2012 Kenya Kenya February 2012 Photo: Giancarlo Colombo@Photo Run Victah1111@aol.com www.photorun.NET

Kenia: Nicht alle kommen mit dem Erfolg klar. Steil nach oben und nach unten – Jürg Wirz in CONDITION

By GRR 0

Alle haben das gleiche Ziel: Sie wollen der Armut davonlaufen. Den einen gelingt es, den anderen nicht. Viele Topläufer verschwinden nach kurzer Zeit bereits wieder von der Bildfläche, nachdem sie die ersten paar Tausend Dollar verdient haben.

Oder sie können mit dem vielen Geld nicht umgehen und verlieren es mit Frauen, Autos und Alkohol. Samson Kimobwa, Kenias erster Weltrekordhalter über 10.000 m im Jahre 1977, bewegte sich nur einen
Sommer lang auf den Bühnen der internationalen Leichtathletik. Heute ist er ein gewöhnlicher Grundschu-llehrer mit einem Monatseinkommen von etwa 300,- Franken und daneben ein kleiner Provinzcoach.

Sein Nachfolger war der große Henry Rono. Wenn es jemals einen Menschen gab, der zum Laufen geboren war, er war es. Henry Rono, aufgewachsen wie viele andere Weltklasseläufer in der Kleinstadt Kapsabet im Nordwesten des Landes, schaffte im Jahre 1978, was nie einem Läufer vor oder nach ihm gelungen war:

Rono verbesserte innerhalb von 81 Tagen vier Weltrekorde auf vier verschiedenen Distanzen:
3.000 m, 5.000 m, 10.000 m und 3.000 m Hindernis.

Betrunken – und dann Weltrekord

Der Mann, der mit Erfolg der Armut in seinem Land davongelaufen war und mit einem Stipendium an der Washington State University studierte, war mit der neuen Situation überfordert. Er begann zu trinken, zuerst nur wenig, dann immer mehr. Am 12. September 1981 becherte er wieder einmal die halbe Nacht lang. Als er am nächsten Morgen aufwachte, hatte er einen bösen Kater. Er ging eine Stunde laufen und legte sich nach dem Mittagessen nochmals aufs Ohr.

Am Abend verbesserte er im Stadion von Knarvik in Norwegen mit einer 56-s-Schlussrunde seinen eigenen 5.000-m-Weltrekord. Doch danach bestimmte der Alkohol Ronos Leben immer mehr. Er fiel immer tiefer, war eine Zeit lang obdachlos und in unzähligen Rehabilitationszentren.

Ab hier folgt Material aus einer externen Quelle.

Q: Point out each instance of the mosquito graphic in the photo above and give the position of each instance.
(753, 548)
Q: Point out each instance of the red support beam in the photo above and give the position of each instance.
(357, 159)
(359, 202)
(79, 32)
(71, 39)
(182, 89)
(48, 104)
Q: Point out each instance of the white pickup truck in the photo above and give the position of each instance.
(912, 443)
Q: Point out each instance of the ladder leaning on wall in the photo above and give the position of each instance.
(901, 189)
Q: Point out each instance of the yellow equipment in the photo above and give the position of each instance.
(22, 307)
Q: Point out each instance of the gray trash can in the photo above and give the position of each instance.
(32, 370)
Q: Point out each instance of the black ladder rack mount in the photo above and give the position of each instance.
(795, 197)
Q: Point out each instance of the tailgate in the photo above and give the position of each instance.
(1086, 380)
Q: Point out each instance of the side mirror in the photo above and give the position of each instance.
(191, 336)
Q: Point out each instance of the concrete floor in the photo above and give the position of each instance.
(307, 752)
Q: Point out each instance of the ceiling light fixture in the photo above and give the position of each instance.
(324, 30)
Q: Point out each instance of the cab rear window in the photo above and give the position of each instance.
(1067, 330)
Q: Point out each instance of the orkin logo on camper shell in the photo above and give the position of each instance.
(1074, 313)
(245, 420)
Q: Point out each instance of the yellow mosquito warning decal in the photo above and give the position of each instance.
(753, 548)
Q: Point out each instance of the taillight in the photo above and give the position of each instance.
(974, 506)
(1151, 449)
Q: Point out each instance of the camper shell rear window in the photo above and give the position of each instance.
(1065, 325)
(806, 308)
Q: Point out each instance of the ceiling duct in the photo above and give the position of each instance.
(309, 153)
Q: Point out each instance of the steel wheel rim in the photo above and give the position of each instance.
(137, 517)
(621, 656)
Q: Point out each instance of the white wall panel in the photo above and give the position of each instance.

Er verlor Hunderttausende von Dollars, viele Jobs und Freunde. Nächtelang saß er in Bars und trank sein Lieblingsbier, Budweiser. „Ich saß jeweils dort, bis die Bar geschlossen wurde.“ Heute kann Henry Rono darüber reden, denn seit einigen Jahren ist er trocken. Heute arbeitet er in Albuquerque (New Mexico) an einer Schule für Kinder mit Lernschwierigkeiten und trainiert daneben auch einige Athleten. Er scheint das härteste Rennen seines Lebens gewonnen zu haben.

Und dann gab es Richard Chelimo, vielleicht das größte Langstreckentalent der frühen 90er-Jahre: Juniorenweltmeister 1990 über 10.000 m, ein Jahr später – mit 19 – WM-Zweiter, 1992 Olympiazweiter und mit 21 Jahren Weltrekordinhaber. Mit 23 Jahren war seine Zeit bereits vorbei.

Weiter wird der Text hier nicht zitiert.